Марк Хелприн - На солнце и в тени Страница 17
Марк Хелприн - На солнце и в тени читать онлайн бесплатно
– А как насчет пуль? – спросила она.
– Ну, – сказал он, как ей показалось, смущенно, – и это тоже бывает.
– Куда мы идем? – спросила она, словно разочарованная его каталогом малозначительных ран. Он чувствовал, что его перечень огорчил ее, что излагал он его хвастливо и хамски и, что еще хуже, обращался при этом к ней, – это раздосадовало его больше, чем ранки.
– Я знаю много хороших ресторанов, во всяком случае, они были хороши до войны, но по понедельникам там закрыто. Я имею в виду французские рестораны.

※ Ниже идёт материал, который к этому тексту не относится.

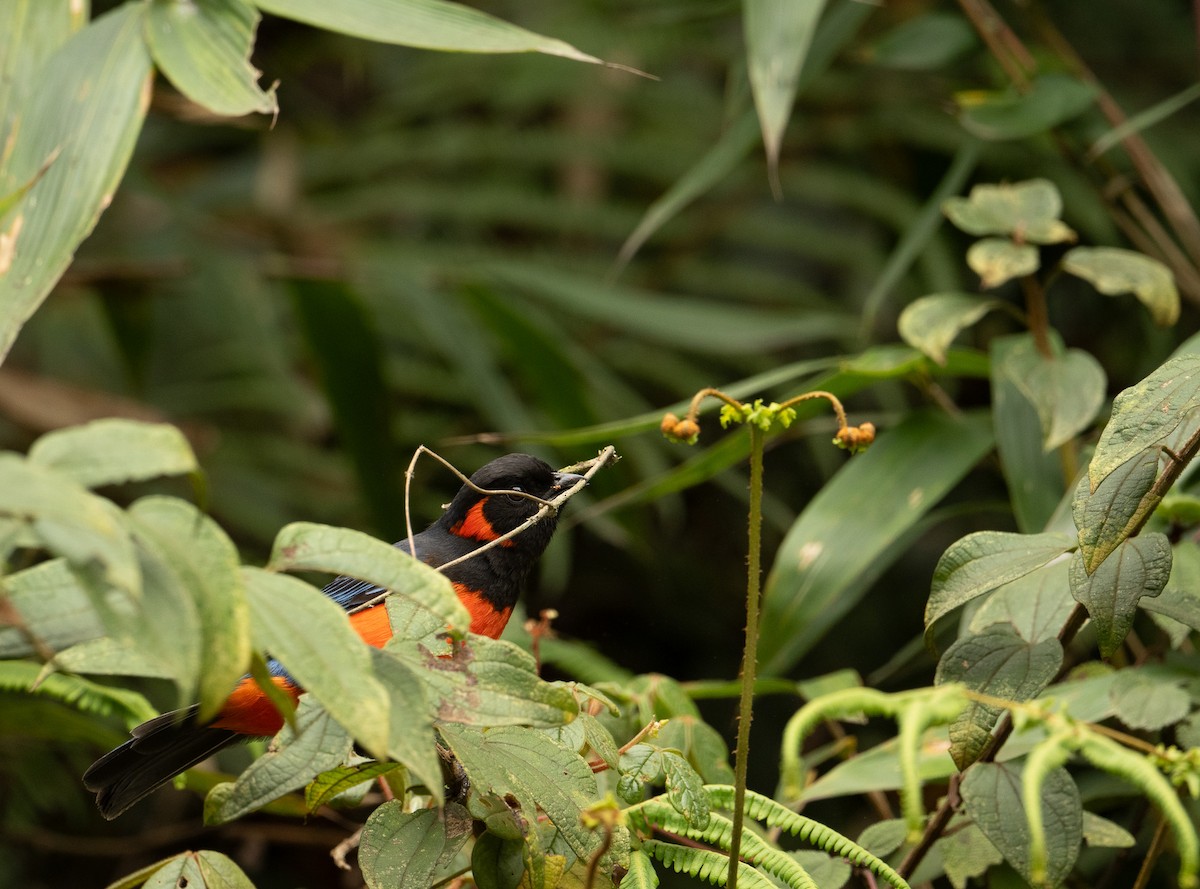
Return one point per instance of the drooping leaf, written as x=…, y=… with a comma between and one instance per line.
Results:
x=984, y=560
x=1051, y=101
x=81, y=116
x=931, y=323
x=427, y=24
x=991, y=794
x=1140, y=566
x=1025, y=211
x=876, y=499
x=997, y=662
x=204, y=49
x=1115, y=271
x=312, y=637
x=1145, y=414
x=317, y=745
x=1107, y=516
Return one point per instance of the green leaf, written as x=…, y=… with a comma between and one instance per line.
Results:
x=1114, y=271
x=203, y=48
x=931, y=323
x=1026, y=211
x=1147, y=700
x=1107, y=516
x=205, y=560
x=311, y=636
x=923, y=43
x=535, y=770
x=1140, y=566
x=876, y=500
x=1053, y=100
x=778, y=36
x=84, y=112
x=487, y=683
x=1067, y=390
x=429, y=24
x=1146, y=414
x=114, y=451
x=991, y=796
x=984, y=560
x=997, y=662
x=997, y=260
x=304, y=546
x=402, y=848
x=317, y=745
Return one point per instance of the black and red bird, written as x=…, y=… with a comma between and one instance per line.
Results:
x=487, y=584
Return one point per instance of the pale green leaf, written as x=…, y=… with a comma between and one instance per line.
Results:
x=84, y=112
x=1146, y=414
x=429, y=24
x=991, y=796
x=312, y=637
x=876, y=499
x=984, y=560
x=1140, y=566
x=304, y=546
x=999, y=259
x=203, y=47
x=931, y=323
x=317, y=745
x=1115, y=271
x=205, y=560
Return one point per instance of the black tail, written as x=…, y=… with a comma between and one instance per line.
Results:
x=159, y=750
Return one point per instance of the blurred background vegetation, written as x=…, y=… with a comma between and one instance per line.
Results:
x=429, y=248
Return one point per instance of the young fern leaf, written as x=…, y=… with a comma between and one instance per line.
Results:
x=775, y=815
x=703, y=864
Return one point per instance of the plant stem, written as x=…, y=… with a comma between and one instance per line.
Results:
x=750, y=655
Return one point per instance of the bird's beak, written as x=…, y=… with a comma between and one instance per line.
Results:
x=567, y=480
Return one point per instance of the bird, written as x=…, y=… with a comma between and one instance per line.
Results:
x=489, y=584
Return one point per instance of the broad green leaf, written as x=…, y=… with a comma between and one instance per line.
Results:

– Не обязательно во французский, – сказала она. – Не надо ничего изысканного. Я не могу себе этого позволить, правда.
– Я заплачу, – сказал он. Конечно, он заплатит. Мужчине положено.
– Не за меня, – сказала она в ответ.
– Почему?
– Есть причина, – сказала она.
– Знаю, – ответил он. – Я должен рассказать вам об этом.
– Вы должны рассказать мне?
– Когда мы сядем.
Она была озадачена.
– Хорошо, – согласилась она, – но где?
– Есть одно заведение на Двадцатых, между Пятой и Шестой авеню, которое работает по понедельникам. Их фирменное блюдо – рыба («ыба», как там говорят), приготовленная на углях. – Ей идея понравилась. – Пойдем пешком или на автобусе?
Они находились на углу Пятой авеню и 44-й улицы, и в этот миг к ним подъехал двухэтажный автобус, открыв двери со звуком, который издают в зоопарке тюлени, когда смотритель подходит к ним с ведром кальмаров. Кэтрин вскочила на ступеньки, взобралась по винтовой лестнице и скрылась из виду еще до того, как закрылись двери. Он заплатил и последовал за ней.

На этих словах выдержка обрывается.